JDT The point of medicine used to be to treat people. But
today people think that the goal of medicine should be
to ward off death. I’m not criticising medical progress. Transplantation is a tremendous step forward. I’m simply saying that people who were supposed to die don’t die, that we now have new technology to “repair” ourselves. I’m not just referring to transplants but to artificial organs. It stirs new hopes of immortality. Meanwhile, as we considerably reduce the list of causes of death, scientific developments leave us with a pretty grim choice of diseases to die of.
In fact, people today are more afraid of suffering than dying. They dream of immortality but commit suicide more.
Go figure...

IV Some say that one of the keys to immortality is in apoptosis. What do they mean by that?

JDT Apoptosis is the controlled death of certain cells.
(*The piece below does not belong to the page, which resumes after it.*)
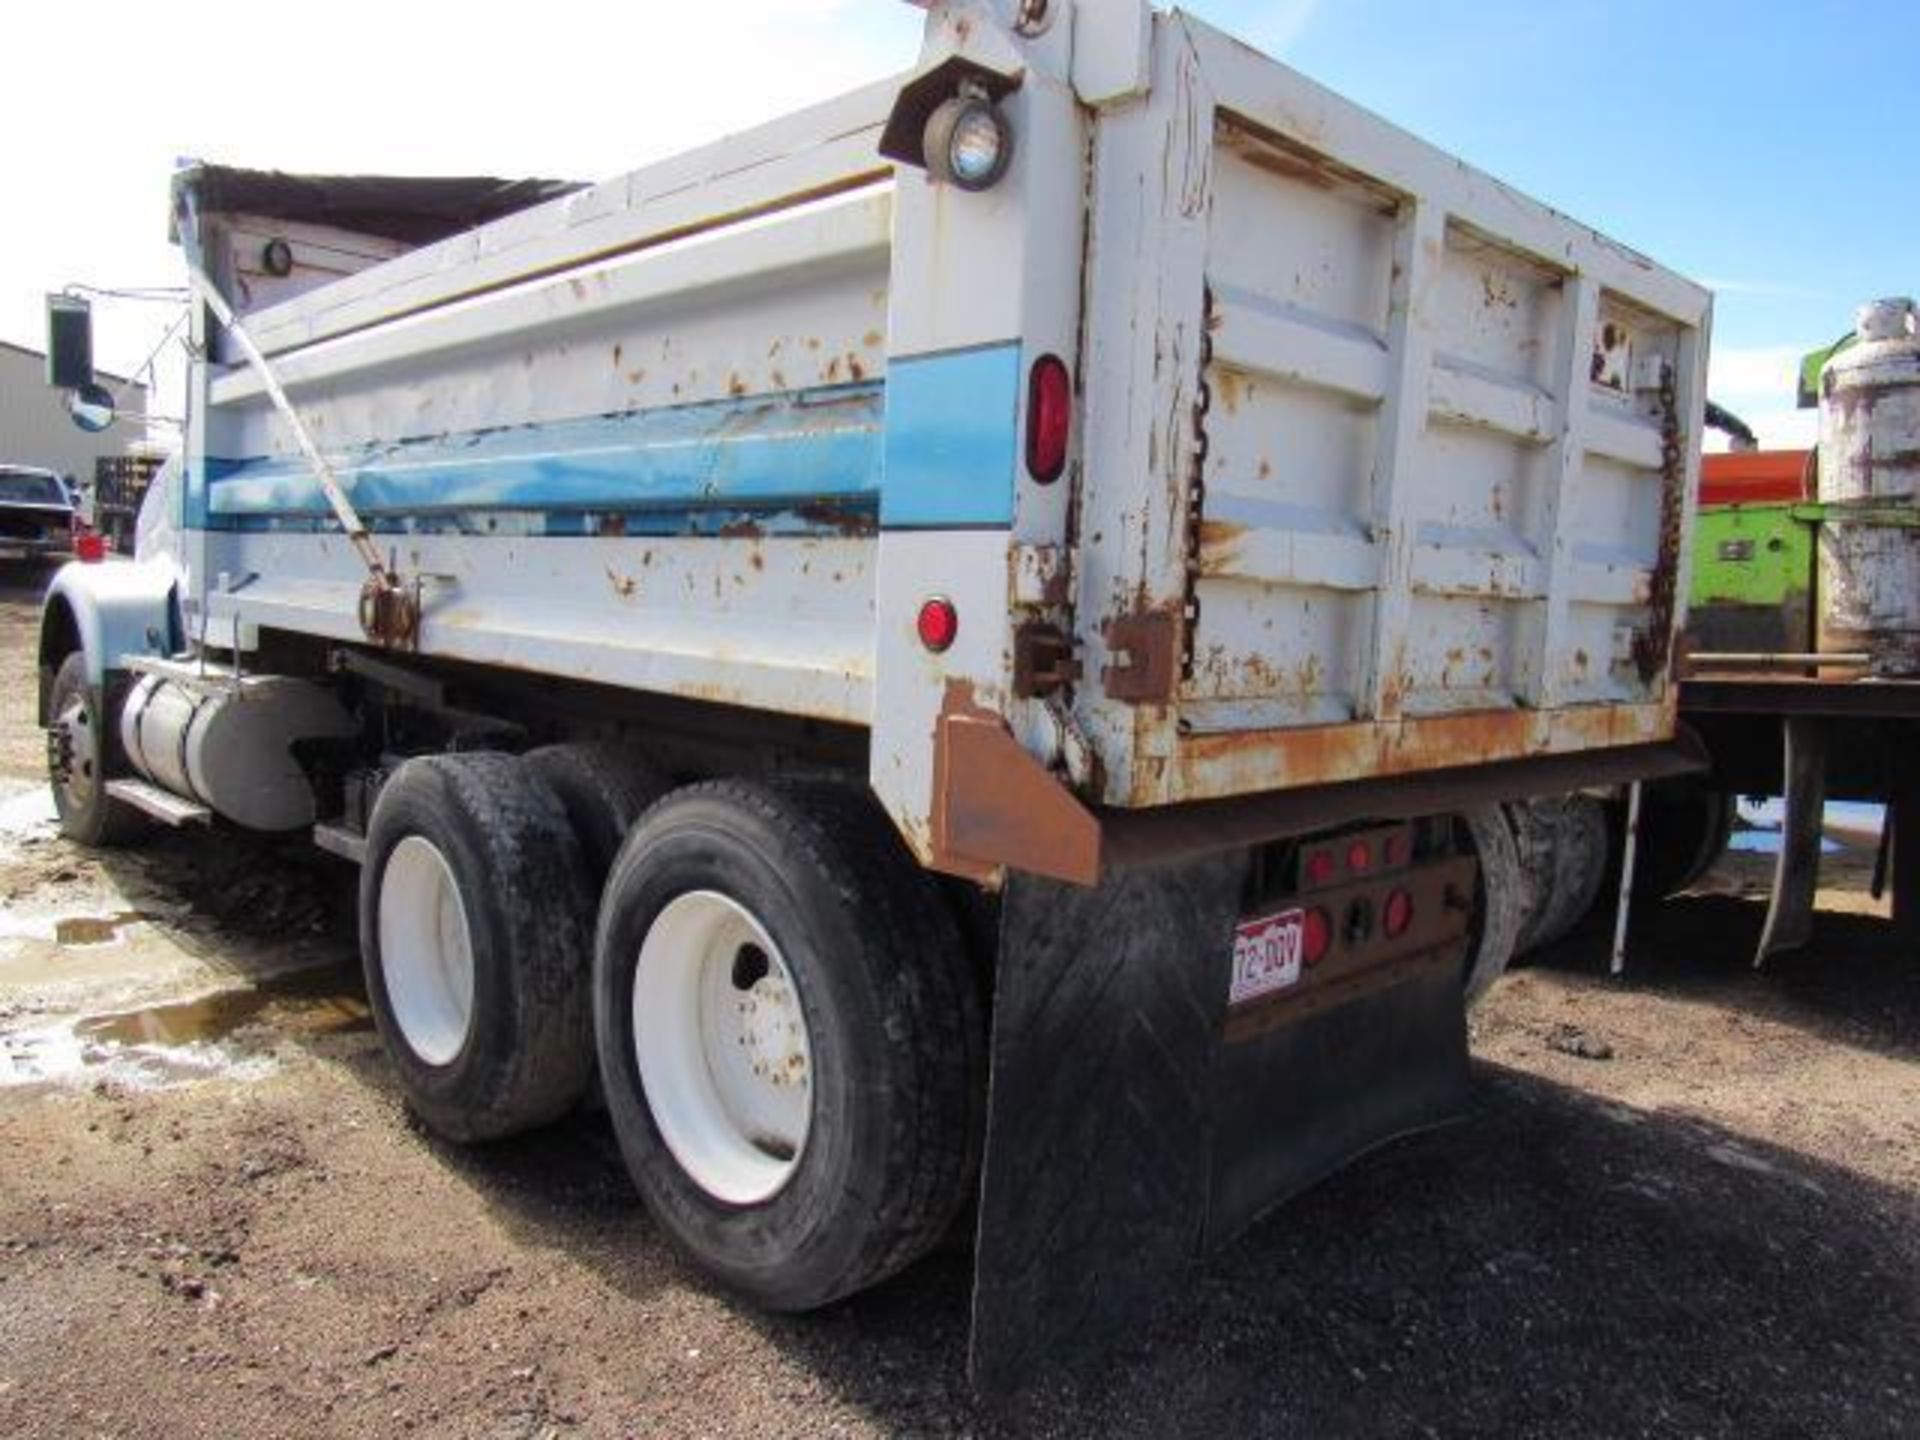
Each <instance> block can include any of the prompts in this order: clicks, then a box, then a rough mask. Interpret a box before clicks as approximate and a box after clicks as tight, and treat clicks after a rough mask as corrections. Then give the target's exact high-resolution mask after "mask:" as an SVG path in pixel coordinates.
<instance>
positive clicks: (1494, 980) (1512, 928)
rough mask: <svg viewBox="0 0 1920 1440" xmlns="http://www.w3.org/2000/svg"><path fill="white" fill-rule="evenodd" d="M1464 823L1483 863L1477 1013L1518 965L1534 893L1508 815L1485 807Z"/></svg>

They self-destruct to maintain balance within multicellular organisms. Take the case of a baby. Apoptosis is the process that keeps the foetus from being born with webbed feet. Some think that if we can control the mechanisms that govern apoptosis, we can in turn push back the limits of this programmed death, which on the scale of development shapes life and our appearance. It’s a sort of altruistic suicide.

IV don’t seem convinced...

JDT Apoptosis perfectly expresses the fact that life depends on death. Take the foetus. By sacrificing themselves, the cells that form the membrane between the smaller toes help build the baby. We’re all the result of a series of micro-deaths! ⁄



Share:

 
 
 

Biography

Jean-Daniel Tissot headed the Vaud Regional Blood Transfusion Service from 2007 to 2014.

He was appointed Dean of the Faculty of Biology and Medicine (FBM) in August 2015. After publishing a first book on blood (Éditions Favre, 2011), he brought together about 20 thinkers from
a wide range of backgrounds—a medical and literature professor, an artist, a biologist, a psychiatrist, a lawyer, an architect, a mathematician and a mountain climber—to look at the vast issue of immortality. Born in Lausanne in 1955, Jean-Daniel Tissot completed medical school at
the University of Lausanne (UNIL). He has experience in internal medicine, clinical haematology and laboratory haematology
and specialises in transfusion medicine.